A paraplegic found out that humanity had not died. He was surprised to see that people went out of their way to appease his less fortunate self even though the last thing that the paraplegic wanted was self-pity and pittance thrown at him. Still, people obliged. It was much like the blind man who was forever taken over to the other side of the road just because he was standing at the edge of the road, not intending to cross or worse had just crossed the road.

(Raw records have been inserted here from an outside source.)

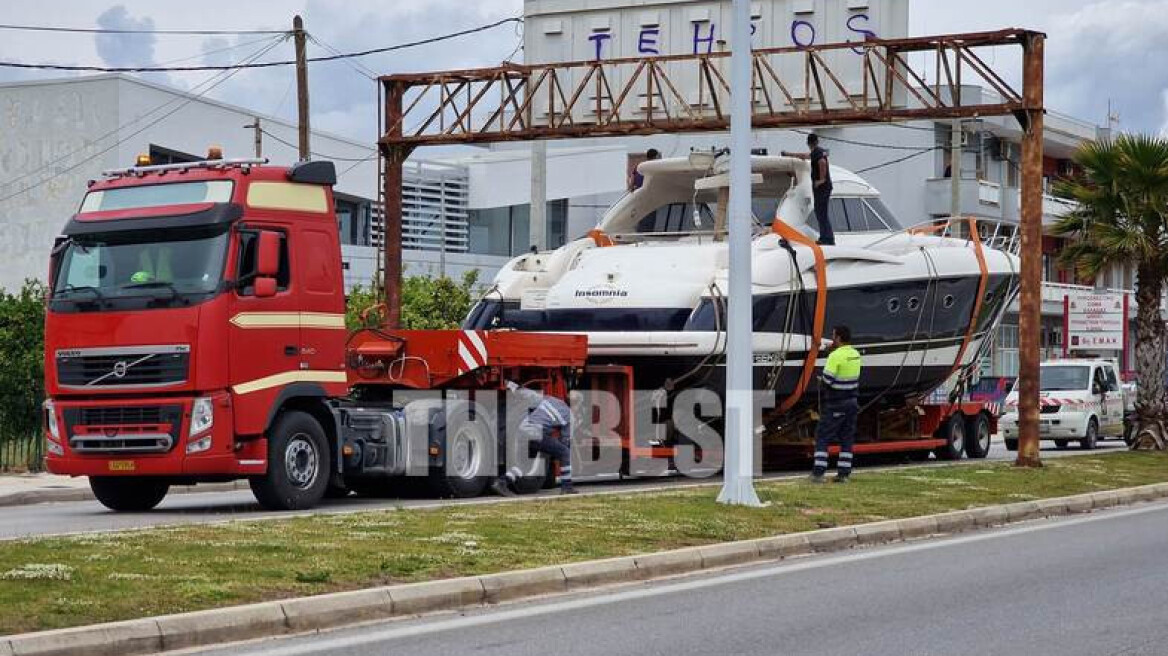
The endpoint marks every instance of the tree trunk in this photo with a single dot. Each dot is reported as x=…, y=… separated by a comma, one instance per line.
x=1151, y=354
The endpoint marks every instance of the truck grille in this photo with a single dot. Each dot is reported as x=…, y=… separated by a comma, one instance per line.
x=152, y=428
x=113, y=368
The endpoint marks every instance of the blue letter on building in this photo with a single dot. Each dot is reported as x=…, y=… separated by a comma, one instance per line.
x=708, y=40
x=807, y=28
x=867, y=33
x=647, y=43
x=599, y=39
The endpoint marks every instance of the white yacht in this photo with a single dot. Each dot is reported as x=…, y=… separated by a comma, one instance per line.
x=648, y=285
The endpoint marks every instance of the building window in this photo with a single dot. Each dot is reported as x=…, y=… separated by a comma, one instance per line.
x=354, y=220
x=507, y=231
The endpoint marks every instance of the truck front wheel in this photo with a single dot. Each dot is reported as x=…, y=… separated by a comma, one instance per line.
x=297, y=465
x=129, y=494
x=1091, y=439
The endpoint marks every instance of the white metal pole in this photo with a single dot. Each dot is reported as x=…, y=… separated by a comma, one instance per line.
x=537, y=228
x=738, y=484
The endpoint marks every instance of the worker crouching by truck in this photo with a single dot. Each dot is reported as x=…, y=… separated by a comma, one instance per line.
x=841, y=406
x=547, y=426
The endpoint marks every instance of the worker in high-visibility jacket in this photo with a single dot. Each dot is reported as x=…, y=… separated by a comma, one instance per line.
x=840, y=405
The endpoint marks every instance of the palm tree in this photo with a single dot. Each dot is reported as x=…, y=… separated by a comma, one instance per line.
x=1123, y=218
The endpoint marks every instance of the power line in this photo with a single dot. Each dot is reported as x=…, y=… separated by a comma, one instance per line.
x=126, y=125
x=187, y=100
x=115, y=30
x=854, y=142
x=322, y=155
x=263, y=64
x=898, y=160
x=356, y=65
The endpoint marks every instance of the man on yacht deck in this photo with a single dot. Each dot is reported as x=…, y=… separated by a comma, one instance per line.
x=821, y=186
x=841, y=405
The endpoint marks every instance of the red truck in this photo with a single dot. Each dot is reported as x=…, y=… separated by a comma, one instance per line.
x=195, y=332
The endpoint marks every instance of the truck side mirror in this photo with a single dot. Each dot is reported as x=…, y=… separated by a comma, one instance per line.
x=268, y=255
x=265, y=287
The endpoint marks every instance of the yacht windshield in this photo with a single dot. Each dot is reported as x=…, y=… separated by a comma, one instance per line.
x=165, y=264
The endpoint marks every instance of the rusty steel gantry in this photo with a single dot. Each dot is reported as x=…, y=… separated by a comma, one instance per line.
x=829, y=84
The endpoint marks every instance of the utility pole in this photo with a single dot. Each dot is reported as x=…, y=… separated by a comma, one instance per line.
x=1030, y=298
x=738, y=470
x=301, y=84
x=539, y=225
x=956, y=139
x=259, y=135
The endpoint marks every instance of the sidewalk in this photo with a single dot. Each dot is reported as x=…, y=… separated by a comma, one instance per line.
x=21, y=489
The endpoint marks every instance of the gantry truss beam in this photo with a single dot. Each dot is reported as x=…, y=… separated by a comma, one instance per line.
x=875, y=81
x=829, y=84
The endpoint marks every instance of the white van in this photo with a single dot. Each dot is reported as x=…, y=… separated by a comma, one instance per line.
x=1079, y=400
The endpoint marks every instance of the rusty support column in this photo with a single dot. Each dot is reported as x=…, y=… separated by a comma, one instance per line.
x=391, y=235
x=1030, y=299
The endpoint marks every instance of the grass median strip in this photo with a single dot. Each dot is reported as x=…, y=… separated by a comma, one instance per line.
x=53, y=583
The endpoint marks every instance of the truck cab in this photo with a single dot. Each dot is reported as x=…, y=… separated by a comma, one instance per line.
x=1079, y=400
x=187, y=304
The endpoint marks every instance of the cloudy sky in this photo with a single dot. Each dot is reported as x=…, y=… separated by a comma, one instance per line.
x=1099, y=50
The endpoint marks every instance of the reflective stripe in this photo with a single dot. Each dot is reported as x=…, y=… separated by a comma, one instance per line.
x=286, y=377
x=252, y=320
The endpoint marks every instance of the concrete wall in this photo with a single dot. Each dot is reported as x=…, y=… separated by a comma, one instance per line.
x=53, y=139
x=361, y=263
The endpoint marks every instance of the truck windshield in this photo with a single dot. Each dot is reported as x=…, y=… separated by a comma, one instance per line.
x=158, y=195
x=169, y=264
x=1064, y=378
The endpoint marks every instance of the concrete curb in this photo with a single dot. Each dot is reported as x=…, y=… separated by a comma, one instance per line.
x=204, y=628
x=58, y=495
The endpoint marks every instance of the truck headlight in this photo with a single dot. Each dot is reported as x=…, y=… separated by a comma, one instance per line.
x=200, y=445
x=50, y=420
x=202, y=416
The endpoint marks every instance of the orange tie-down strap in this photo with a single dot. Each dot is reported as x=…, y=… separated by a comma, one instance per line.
x=981, y=294
x=792, y=235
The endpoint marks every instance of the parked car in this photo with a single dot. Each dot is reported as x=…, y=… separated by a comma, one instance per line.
x=1080, y=400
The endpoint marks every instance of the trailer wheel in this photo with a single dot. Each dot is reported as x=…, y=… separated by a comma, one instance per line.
x=297, y=465
x=129, y=494
x=953, y=433
x=978, y=435
x=470, y=445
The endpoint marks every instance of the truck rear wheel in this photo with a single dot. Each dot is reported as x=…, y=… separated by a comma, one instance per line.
x=978, y=435
x=297, y=465
x=953, y=433
x=470, y=446
x=129, y=494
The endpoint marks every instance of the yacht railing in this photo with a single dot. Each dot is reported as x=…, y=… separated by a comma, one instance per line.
x=993, y=234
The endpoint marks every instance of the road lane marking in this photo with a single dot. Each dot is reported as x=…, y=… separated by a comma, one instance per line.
x=280, y=647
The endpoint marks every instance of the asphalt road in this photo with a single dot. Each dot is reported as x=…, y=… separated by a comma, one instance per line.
x=1086, y=586
x=87, y=516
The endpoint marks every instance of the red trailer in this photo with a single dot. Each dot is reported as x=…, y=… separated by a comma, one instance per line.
x=195, y=332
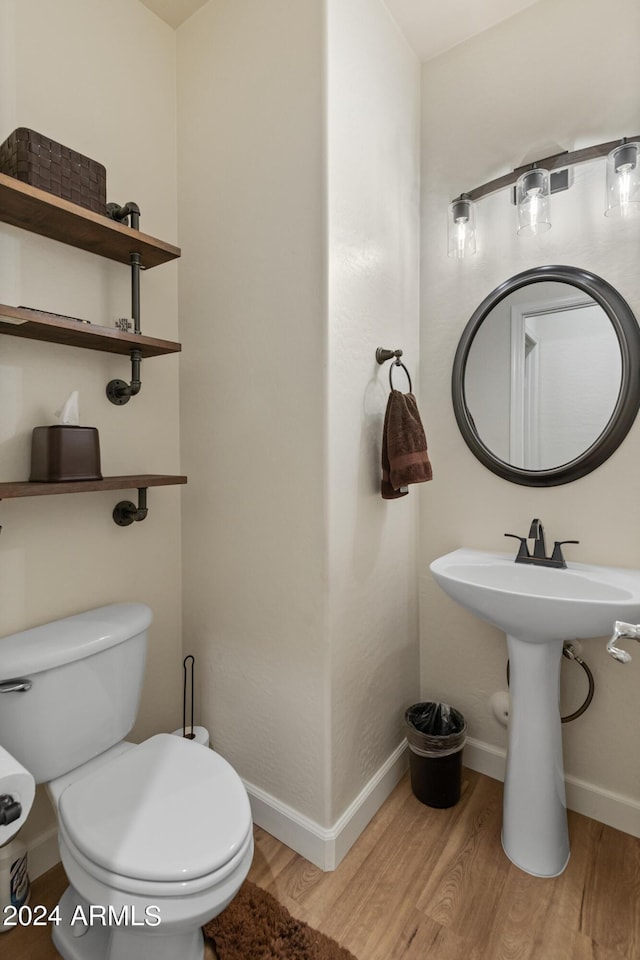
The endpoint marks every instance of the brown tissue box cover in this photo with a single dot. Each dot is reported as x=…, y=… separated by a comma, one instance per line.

Then, there was another chap who had been taking care of his stroke-stricken mother for the past twenty over the years. In the initial few years, he was so high-spirited to give his mother all that modern technology could provide. Things were looking brighter until she was stricken with another episode of apoplexy, paralysing her so bad snatching away her motor and vocal abilities. What is left of a once robust chatty lady is just a faded rose, responding sluggishly to stimuli. Caring for her has progressively become from bad to worse. Frustration set in both sides. Seeing her suffer proved too much for the son. Sometimes, he wonders what plan the Maker has for her; living each day enduring pain and disappointment that her appointment for the Big Sleep is yet to come. But he dutifully does what is expected of him, his filial duties and a chance to repay his dues for the care that he received in the blurry days of infancy and toddlers.

Are we innately hardwired to show compassion to others? After all the generations enduring calamities and hardship, is selflessness part of our DNA? Is it that our constant societal conditioning of its subject to care for the needy changed our selfish selves which were primally satisfied with self-fulfilling primal needs?

Just when I thought that humanity had not died and the human race had a chance for redemption, in walks my son from 'The Big Bad Wolf' sales. He had purchased a book on Auschwitz just to highlight the banality of evil that still lurks as an undercurrent in all of us.

Thursday, 17 April 2014

No hope for humanity

No Fire Zone: The Killing Fields of Sri Lanka (2013, Documentary)
Director: Callum Macrae
One of our lecturers (RS) back in university told us that the more we tried to hide something, the more people would want to see. And at that time, he was referring to the then sudden urge to preserve modesty or at least put a show of, by university students after 1979 Iranian Islamic Revolution. Once it is bare open, people would lose interest. Words of wisdom, come to think of it!

I decided to watch this award winning documentary which was aired last before the CHOGM meeting and Sri Lanka was to head the association that carries no real power but to remind (haunt) Britain of their glorious past! It only came to my attention after reading about its ban in Malaysia and the ongoing court case where the organiser of a public screening is charged. 
Just when you thought there was hope in humanity, comes this graphically disturbing images of people systematically eliminating a certain ethnic population of their own citizens. On one side there is a group demanding autonomy of the area they live and on the other, the people in power claim to hunt for perpetrators who take up arms for their course. The bottom line is that civilians are left dying left, right and centre.
The world is in a quandary. The Government denies any acts of wrongdoing contravening any international law. They claim that LTTE held their own people hostage and kill those who deflect. LTTE, who are guardians of the ethnic Tamil, and international UN workers categorically accuse the ruling government of drawing Tamils to areas deemed 'No Fire Zone' just to shell them to smithereens.

This rather graphically distressing film provide forensically certified photographic evidence of genocide in the land described by Arthur C. Clarke as the most beautiful land on earth. People are zeroed into safe zones and hospitals and are repeatedly bombed till there is no place to run.
 
Go ahead, watch it and spoil your whole day. It can happen anywhere. No race is immune from these. They say that the best of man comes in the worst of situations. I suppose a mob like situation, all humanity values go down the drain. The animalistic blood dirty preying fangs of survival which is deep seated in the DNA of us which survived through the prehistoric times comes into interplay!